22.4.3 Systematizing Trust: Your Relationship Management Protocol

Exceptional partnerships are not built on random acts of excellence; they are built on a systematic, deliberate protocol for communication and value demonstration. You must create a formal Relationship Management Protocol that ensures all stakeholders are getting the right information, in the right format, at the right frequency. This prevents trust from eroding due to simple communication breakdowns.

The Stakeholder Communication Matrix

This is your internal guide to ensure your communication is targeted and effective. You must communicate differently with different members of the care team, as their needs and priorities vary.

Stakeholder Primary Need Optimal Channel Optimal Frequency Content Focus
Physician Champion Clinical details, trust in your judgment. Secure Chat / EHR Message Daily / As Needed “Closed Loop” updates on mutual patients, quick clinical questions.
Other Physicians Concise, actionable recommendations. Formal EHR Note (Headline Method) Per Encounter Clear, evidence-based recommendations with a draft order ready for signature.
Practice Manager Metrics, ROI, efficiency. Email + PDF Dashboard Bi-Weekly / Monthly KPIs: # patients seen, CCM minutes logged, quality score progress, revenue generated.
Nurses / MAs Workflow clarity, scheduling, patient logistics. In-Person / Morning Huddle Daily “Here are the 3 patients on my schedule today. Mrs. Smith will need a follow-up BP check from you after her visit with me.”

The Quarterly Business Review (QBR): The Formal Trust-Building Event

The QBR is a non-negotiable, formal 30-minute meeting you schedule every 90 days with the practice leadership (physician champion and practice manager). This is your opportunity to step back from the day-to-day and present a high-level, data-driven account of your value. It demonstrates your commitment to accountability and reinforces that this is a professional partnership with measurable goals.

Masterclass Playbook: The Perfect QBR Agenda

Your QBR should have a standard, 4-part agenda. You come prepared with a 2-3 page report that you walk them through.

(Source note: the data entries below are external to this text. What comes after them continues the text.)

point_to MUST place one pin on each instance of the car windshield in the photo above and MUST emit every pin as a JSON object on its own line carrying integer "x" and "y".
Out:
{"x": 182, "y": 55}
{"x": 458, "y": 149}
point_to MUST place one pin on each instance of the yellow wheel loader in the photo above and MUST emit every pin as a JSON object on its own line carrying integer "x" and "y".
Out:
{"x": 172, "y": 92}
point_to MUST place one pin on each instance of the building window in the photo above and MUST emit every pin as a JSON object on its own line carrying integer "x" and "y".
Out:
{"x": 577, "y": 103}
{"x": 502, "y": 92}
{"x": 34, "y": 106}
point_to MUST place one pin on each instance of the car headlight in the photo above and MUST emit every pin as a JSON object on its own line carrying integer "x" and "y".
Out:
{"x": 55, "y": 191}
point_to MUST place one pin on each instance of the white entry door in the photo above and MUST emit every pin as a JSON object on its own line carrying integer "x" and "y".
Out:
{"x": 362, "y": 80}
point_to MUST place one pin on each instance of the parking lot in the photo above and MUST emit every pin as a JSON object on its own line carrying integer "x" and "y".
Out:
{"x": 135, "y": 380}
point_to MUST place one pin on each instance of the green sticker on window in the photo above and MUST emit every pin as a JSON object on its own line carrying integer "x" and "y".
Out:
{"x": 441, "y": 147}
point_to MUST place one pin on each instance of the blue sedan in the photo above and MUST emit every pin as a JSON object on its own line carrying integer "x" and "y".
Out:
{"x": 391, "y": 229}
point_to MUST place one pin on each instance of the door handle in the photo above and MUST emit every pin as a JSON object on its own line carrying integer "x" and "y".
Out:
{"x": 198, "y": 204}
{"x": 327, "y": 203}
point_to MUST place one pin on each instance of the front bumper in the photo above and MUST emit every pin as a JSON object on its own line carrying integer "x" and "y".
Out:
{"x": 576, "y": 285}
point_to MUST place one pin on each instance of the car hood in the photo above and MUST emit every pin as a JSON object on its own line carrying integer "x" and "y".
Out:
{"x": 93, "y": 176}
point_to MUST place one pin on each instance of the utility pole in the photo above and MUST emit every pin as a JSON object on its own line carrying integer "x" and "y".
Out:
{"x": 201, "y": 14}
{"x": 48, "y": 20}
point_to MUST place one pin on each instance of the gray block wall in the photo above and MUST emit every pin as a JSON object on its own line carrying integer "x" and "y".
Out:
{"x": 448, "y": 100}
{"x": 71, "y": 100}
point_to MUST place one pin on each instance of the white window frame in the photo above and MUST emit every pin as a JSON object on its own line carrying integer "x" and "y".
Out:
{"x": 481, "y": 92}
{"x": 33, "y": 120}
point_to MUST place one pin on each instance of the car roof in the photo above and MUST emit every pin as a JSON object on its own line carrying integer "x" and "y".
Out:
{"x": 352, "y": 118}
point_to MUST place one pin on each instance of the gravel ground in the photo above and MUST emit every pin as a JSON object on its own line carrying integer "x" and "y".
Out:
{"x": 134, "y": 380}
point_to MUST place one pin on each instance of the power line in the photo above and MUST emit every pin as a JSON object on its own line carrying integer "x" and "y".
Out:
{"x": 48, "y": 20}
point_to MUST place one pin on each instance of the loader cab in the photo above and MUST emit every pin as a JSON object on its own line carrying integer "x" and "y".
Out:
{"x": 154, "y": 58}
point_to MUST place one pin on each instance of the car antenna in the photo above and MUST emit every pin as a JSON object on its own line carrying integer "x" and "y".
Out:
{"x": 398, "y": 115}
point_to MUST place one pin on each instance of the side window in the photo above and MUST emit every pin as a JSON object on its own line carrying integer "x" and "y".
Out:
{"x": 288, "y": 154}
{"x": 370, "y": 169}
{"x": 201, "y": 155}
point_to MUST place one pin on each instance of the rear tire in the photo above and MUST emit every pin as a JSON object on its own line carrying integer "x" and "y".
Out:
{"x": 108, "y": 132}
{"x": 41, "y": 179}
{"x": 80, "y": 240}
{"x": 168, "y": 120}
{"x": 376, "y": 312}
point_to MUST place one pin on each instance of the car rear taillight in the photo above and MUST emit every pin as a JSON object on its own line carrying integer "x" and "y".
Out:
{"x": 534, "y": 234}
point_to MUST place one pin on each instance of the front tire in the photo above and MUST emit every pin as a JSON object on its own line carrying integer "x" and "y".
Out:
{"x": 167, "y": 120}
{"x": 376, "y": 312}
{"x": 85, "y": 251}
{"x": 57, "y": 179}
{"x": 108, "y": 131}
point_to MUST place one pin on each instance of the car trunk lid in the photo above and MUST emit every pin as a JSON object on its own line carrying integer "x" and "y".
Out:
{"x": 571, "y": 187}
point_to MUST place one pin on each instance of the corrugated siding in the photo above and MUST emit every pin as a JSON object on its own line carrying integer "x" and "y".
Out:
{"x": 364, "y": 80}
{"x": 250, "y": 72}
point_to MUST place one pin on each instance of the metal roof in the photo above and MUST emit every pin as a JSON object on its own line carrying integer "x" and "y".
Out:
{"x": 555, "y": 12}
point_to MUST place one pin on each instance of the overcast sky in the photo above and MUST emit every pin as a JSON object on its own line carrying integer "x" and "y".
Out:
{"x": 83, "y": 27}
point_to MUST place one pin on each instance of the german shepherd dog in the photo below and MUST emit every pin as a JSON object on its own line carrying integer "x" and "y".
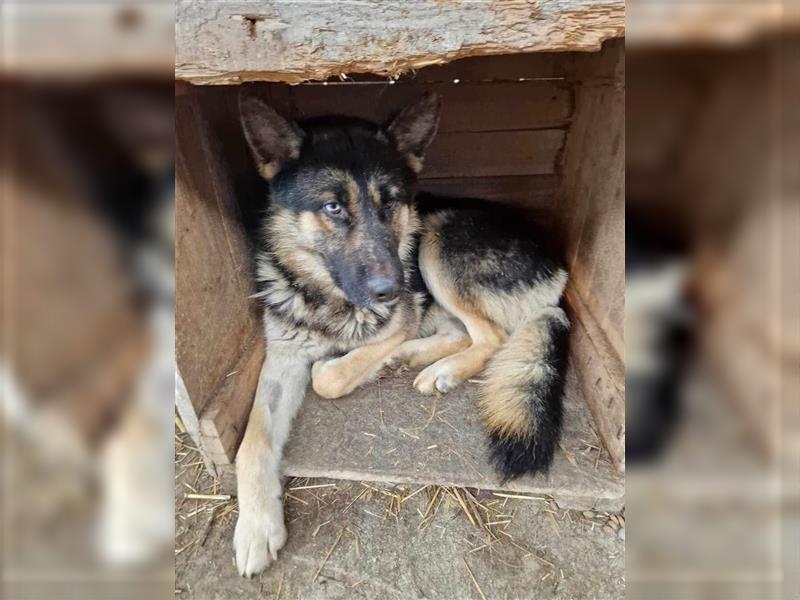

  1. (10 mins) Performance Against Goals: “In our proposal, we set a goal to improve the A1c control rate. As you can see from this chart, in the last 90 days, we’ve enrolled 45 patients in our program, and of the 20 who have had a follow-up A1c, their average has dropped from 9.3% to 8.1%. We are on track to meet our 12-month goal.”
  2. (5 mins) Financial & Operational Impact: “From an operational standpoint, we have successfully logged 950 minutes of CCM time, resulting in $X of new revenue. Anecdotally, Dr. Smith has reported spending approximately 2 fewer hours per week on medication-related messages.”
  3. (10 mins) “Big Win” Case Study & Challenges: “I want to highlight the case of Mr. Doe, who avoided a likely hospital readmission thanks to our transitions of care intervention. One challenge we’ve identified is the workflow for identifying recently discharged patients; I have a proposal for how we can work with the front desk to improve this.”
  4. (5 mins) Goal Setting for Next Quarter: “Based on this progress, my primary goal for the next 90 days is to expand the program to include patients with high-risk heart failure, in alignment with our goal to reduce readmissions. Are you in agreement with this focus?”